Kuruma ödenmesi gereken sigorta primlerinin hesabında gerçek ücretin/kazancın esas alınması gerekmekte olup hizmet tespiti davalarının kamusal niteliği gereği, çalışma olgusu her türlü kanıtla ispatlanabilmesine karşın ücret konusunda aynı genişlikte ispat serbestliği söz konusu değildir ve değinilen maddelerde yazılı sınırları aşan ücret alma iddialarının yazılı delille kanıtlanması zorunluluğu bulunmaktadır. Ücret tutarı maddede belirtilen sınırları aştığı takdirde, tespiti gereken gerçek ücretin; hukuksal geçerliliğe sahip olarak düzenlenmiş bulunmaları kaydıyla, sigortalının imzasını içeren aylık ücreti gösteren para makbuzları, banka kayıtları, ticari defter kayıtları, ücret bordroları gibi belgelerle kanıtlanması olanaklıdır.
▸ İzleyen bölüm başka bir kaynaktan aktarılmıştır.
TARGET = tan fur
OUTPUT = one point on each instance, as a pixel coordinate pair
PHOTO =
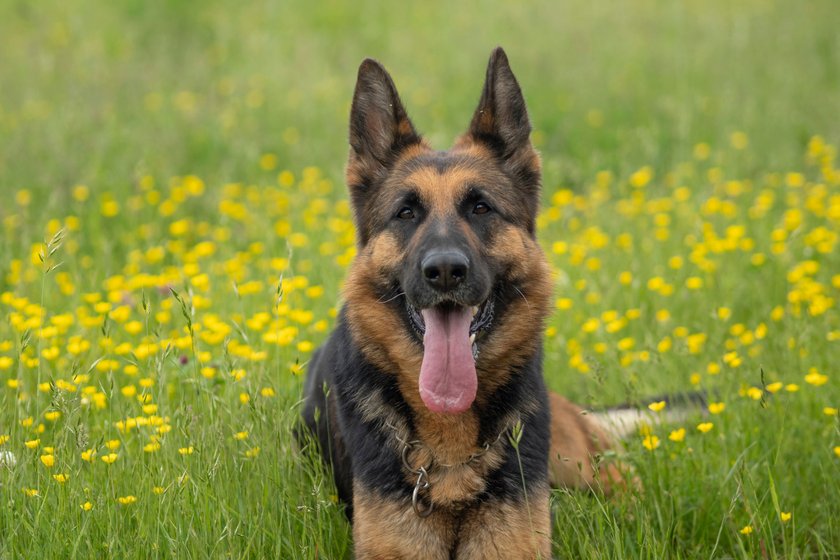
(385, 529)
(576, 442)
(508, 531)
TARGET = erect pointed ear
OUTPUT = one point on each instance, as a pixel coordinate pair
(501, 118)
(501, 121)
(379, 126)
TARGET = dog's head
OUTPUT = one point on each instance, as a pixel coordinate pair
(447, 246)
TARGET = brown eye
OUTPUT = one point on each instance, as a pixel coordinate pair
(481, 208)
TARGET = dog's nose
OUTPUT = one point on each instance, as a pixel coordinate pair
(444, 270)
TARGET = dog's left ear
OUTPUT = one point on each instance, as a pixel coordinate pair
(501, 123)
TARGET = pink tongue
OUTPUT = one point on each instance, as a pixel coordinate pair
(447, 376)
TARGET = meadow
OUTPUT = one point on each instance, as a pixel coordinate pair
(175, 232)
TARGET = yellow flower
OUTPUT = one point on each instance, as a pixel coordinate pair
(151, 447)
(657, 406)
(705, 426)
(755, 393)
(816, 378)
(650, 442)
(716, 408)
(109, 458)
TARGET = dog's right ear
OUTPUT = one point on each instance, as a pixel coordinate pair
(379, 127)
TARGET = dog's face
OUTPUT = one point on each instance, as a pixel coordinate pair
(446, 239)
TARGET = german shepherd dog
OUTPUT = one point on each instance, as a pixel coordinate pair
(428, 400)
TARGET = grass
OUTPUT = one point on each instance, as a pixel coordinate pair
(691, 212)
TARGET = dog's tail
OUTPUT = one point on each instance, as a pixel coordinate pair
(620, 421)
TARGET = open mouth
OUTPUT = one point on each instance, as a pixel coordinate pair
(482, 319)
(451, 335)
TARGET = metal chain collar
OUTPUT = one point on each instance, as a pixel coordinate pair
(422, 488)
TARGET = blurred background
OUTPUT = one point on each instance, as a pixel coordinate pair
(100, 92)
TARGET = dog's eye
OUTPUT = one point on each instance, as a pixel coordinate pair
(481, 208)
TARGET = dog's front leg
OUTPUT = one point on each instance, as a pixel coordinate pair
(510, 530)
(387, 528)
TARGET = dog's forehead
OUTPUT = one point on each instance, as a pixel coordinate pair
(441, 178)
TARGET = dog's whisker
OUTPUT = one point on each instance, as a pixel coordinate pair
(518, 291)
(380, 300)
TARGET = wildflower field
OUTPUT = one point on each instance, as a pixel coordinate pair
(175, 232)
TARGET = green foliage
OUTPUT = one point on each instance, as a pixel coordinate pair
(175, 232)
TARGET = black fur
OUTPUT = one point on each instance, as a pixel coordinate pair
(339, 377)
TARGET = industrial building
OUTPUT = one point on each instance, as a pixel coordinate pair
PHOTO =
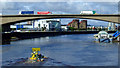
(41, 25)
(48, 24)
(78, 25)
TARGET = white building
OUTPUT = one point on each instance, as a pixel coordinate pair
(111, 26)
(64, 27)
(41, 25)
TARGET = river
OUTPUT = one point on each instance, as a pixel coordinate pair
(74, 50)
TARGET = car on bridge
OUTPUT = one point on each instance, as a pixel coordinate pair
(26, 12)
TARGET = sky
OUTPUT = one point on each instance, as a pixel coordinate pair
(10, 8)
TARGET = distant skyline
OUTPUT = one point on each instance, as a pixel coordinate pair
(9, 8)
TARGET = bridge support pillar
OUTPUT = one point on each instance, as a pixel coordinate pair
(6, 28)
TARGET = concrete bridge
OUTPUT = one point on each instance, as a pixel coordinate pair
(12, 19)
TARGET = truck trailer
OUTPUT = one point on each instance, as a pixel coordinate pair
(26, 12)
(44, 12)
(88, 12)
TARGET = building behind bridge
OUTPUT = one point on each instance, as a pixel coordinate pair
(39, 25)
(76, 24)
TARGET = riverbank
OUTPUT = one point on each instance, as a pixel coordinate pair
(27, 35)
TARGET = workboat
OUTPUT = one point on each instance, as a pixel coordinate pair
(103, 36)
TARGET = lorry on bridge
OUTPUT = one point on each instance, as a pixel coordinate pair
(44, 12)
(26, 12)
(88, 12)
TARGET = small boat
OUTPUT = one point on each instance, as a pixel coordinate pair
(103, 36)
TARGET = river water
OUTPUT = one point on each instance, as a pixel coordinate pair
(73, 50)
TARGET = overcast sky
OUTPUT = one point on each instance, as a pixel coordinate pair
(62, 8)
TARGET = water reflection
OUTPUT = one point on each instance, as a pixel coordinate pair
(75, 50)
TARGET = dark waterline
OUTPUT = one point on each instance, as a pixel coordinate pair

Yazılı delille ispat sınırının altında kalan miktar için tanık dinlenebileceği gibi, tespiti istenen miktar sınırı aşsa dahi varlığı iddia edilen çalışmanın öncesine ve sonrasına ait yazılı delil başlangıcı sayılabilecek belgeler bulunuyorsa tanık dinlenmesi mümkündür. Nitekim Yargıtay Hukuk Genel Kurulu’nun 20.10.2010 gün ve 2010/10-480 Esas - 2010/523 Karar, 20.10.2010 gün ve 2010/10-481 Esas - 2010/524 Karar, 20.10.2010 gün ve 2010/10-482 Esas - 2010/525 Karar, 19.10.2011 gün ve 2011/10-608 Esas - 2011/649 Karar, 19.06.2013 gün ve 2012/10-1617 Esas - 2013/850 Karar sayılı ilamlarında da aynı görüş ve yaklaşım benimsenmiştir.
Mahkemece, yukarıdaki açıklamalara uygun olarak davacının davalı işveren tarafından Kuruma bildirilen ücretle çalıştığı kabul edilerek karar verilmesi gerektiği halde tanık beyanları ve emsal ücret araştırmasına dayanarak prime esas kazancın tespit edilmesi usul ve yasaya aykırı olup bozma nedenidir.
O hâlde, davalıların bu yönleri amaçlayan temyiz itirazları kabul edilmeli ve hüküm bozulmalıdır.
SONUÇ: Temyiz edilen hükmün yukarıda açıklanan nedenlerle BOZULMASINA, temyiz harcının istek halinde temyiz eden davalılardan ...ye iadesine, 18/12/2017 gününde oybirliğiyle karar verildi.